Publication Date : 02-10-2012

 

Sales at Xia Xiaolin's leather bags stall have fallen to a three-year low and she worries she may have to shut down soon.

"More than 10 bag sellers out of the 100 or so nearby have closed these few months, although some say they are just taking a break temporarily," she said at a vast bags and hardware mall here in Yiwu, a city known for supplying more than half the world's Christmas decorations.

"But I got two new orders in September. Maybe this is a sign that the poor business from my customers in the United States, South America and India will turn for the better eventually."

Small businesses like hers are not the only ones searching for a glimmer of hope that China's unexpectedly protracted slowdown may be easing.

Yesterday, a slightly improved reading in an official survey of Chinese factories led some state analysts to suggest the economy is set to stabilise.

And more government support may be on the way, with policy- easing measures widely expected.

The purchasing managers' index (PMI) indicated that the manufacturing sector contracted for a second month to 49.8 last month, although this is less severe compared to the 49.2 of the previous month. A reading of less than 50 signals contraction.

"The data for September confirms a trend that China's economy is bottoming out," said analyst Zhang Liqun, who is with a State Council think-tank.

But others such as Citigroup economist Ding Shuang cautioned that the uptick was not enough to indicate a reversal in China's slowdown. There was other data pointing to further weakening.

In particular, a private PMI survey showed that factory output among smaller enterprises contracted for an 11th straight month in September.

And export orders declined by the fastest rate in 42 months, data from HSBC and Markit Economics released last Saturday showed.

Chinese factories may have to slash prices to grab shrinking orders for Christmas, even as they seek new sources of demand in markets such as Latin America.
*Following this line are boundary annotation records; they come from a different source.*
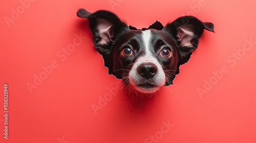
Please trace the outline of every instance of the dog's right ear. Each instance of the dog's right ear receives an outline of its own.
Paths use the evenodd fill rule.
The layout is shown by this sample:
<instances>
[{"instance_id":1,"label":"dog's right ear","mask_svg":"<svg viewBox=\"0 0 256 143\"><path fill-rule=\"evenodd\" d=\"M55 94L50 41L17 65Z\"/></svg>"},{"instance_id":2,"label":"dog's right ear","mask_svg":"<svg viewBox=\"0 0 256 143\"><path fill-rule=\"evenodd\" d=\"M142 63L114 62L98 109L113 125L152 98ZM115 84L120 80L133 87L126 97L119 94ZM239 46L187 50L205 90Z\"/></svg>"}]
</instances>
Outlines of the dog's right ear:
<instances>
[{"instance_id":1,"label":"dog's right ear","mask_svg":"<svg viewBox=\"0 0 256 143\"><path fill-rule=\"evenodd\" d=\"M99 10L92 13L80 9L77 12L77 16L89 20L93 42L97 49L110 44L118 31L128 30L128 27L124 22L121 21L116 14L108 11Z\"/></svg>"},{"instance_id":2,"label":"dog's right ear","mask_svg":"<svg viewBox=\"0 0 256 143\"><path fill-rule=\"evenodd\" d=\"M109 74L113 72L113 60L111 50L113 42L119 33L129 30L126 24L122 21L114 13L105 10L90 13L83 9L77 12L77 16L88 18L93 34L94 46L102 55L105 66L109 68Z\"/></svg>"}]
</instances>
"Declining exports and imports may pose the biggest challenge for China's economy in the coming months," Wei Jianguo, former vice-minister of commerce, told the Shanghai Daily last week.
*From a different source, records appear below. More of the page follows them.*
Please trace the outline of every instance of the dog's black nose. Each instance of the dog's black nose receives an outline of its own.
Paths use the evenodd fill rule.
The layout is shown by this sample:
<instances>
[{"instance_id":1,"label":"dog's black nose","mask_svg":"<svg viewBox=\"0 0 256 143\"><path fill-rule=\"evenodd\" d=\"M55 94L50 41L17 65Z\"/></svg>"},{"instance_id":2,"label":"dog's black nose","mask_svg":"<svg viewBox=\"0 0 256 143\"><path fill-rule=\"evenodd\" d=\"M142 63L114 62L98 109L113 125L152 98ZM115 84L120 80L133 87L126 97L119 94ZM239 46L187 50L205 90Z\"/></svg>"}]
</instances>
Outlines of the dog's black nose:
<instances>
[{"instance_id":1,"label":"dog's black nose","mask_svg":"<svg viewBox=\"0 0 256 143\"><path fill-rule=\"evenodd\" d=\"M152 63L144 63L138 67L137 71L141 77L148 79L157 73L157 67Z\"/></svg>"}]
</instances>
Companies in Yiwu, the world's largest commodities market, are feeling the pressure.

"A lot of American and European buyers are ordering less, say four or two Christmas balls per packet instead of six," Mei Lin of Youlide Arts, which sells festive trees and ornaments, told The Straits Times last week.
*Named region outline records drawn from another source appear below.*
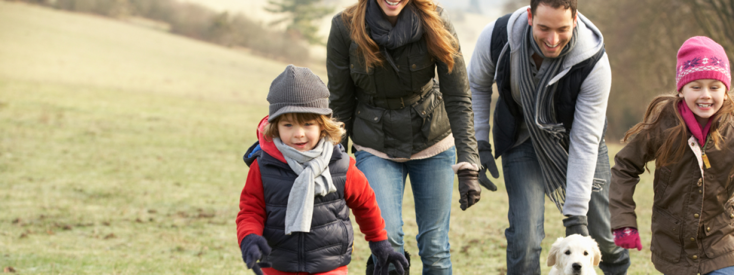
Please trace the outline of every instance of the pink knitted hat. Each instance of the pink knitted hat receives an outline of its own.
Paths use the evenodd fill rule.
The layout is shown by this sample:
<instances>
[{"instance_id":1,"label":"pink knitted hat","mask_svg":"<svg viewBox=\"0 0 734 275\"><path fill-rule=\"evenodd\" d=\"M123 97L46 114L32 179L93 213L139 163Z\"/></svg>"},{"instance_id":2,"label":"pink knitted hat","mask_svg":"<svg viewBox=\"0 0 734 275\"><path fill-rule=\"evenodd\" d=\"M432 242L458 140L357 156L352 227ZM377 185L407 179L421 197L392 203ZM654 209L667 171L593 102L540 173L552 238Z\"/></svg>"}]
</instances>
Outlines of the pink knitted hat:
<instances>
[{"instance_id":1,"label":"pink knitted hat","mask_svg":"<svg viewBox=\"0 0 734 275\"><path fill-rule=\"evenodd\" d=\"M727 86L727 91L732 82L729 58L724 48L702 36L688 38L680 46L675 71L679 92L688 82L698 79L720 81Z\"/></svg>"}]
</instances>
"But fortunately for us, our Latin American and Middle Eastern customers have not cut orders much."

The industry's total sales this year could fall by as much as 20 per cent from last year, according to Yiwu Christmas Products Industry Association's secretary-general Chen Jinlin.

The struggles of China's key exporters and factories have added to expectations that Beijing will ease policy.

The benchmark Shanghai Composite Index, which briefly dipped below the 2,000 psychological level last week, surged a combined 4.1 per cent on Thursday and Friday on hopes of new stimulus.

China markets are closed this week for the national day holidays.

But so far, the central bank has delayed further cutting interest rates which were last lowered in June and July, partly to avoid a rebound in housing prices.

Still, with growth forecast in a Reuters poll to fall to 7.4 per cent in the third quarter from 7.6 per cent in the second quarter, Beijing may soon take action.

And with the date of the 18th Party Congress - where the ruling Communist Party will announce a new generation of leaders - fixed on Nov 8, Beijing can turn its attention to more stimulus, suggests Bank of America Merrill Lynch economist Lu Ting.

"With membership of the Politburo Standing Committee likely settled, top politicians should refocus on economic policymaking," he wrote in a report.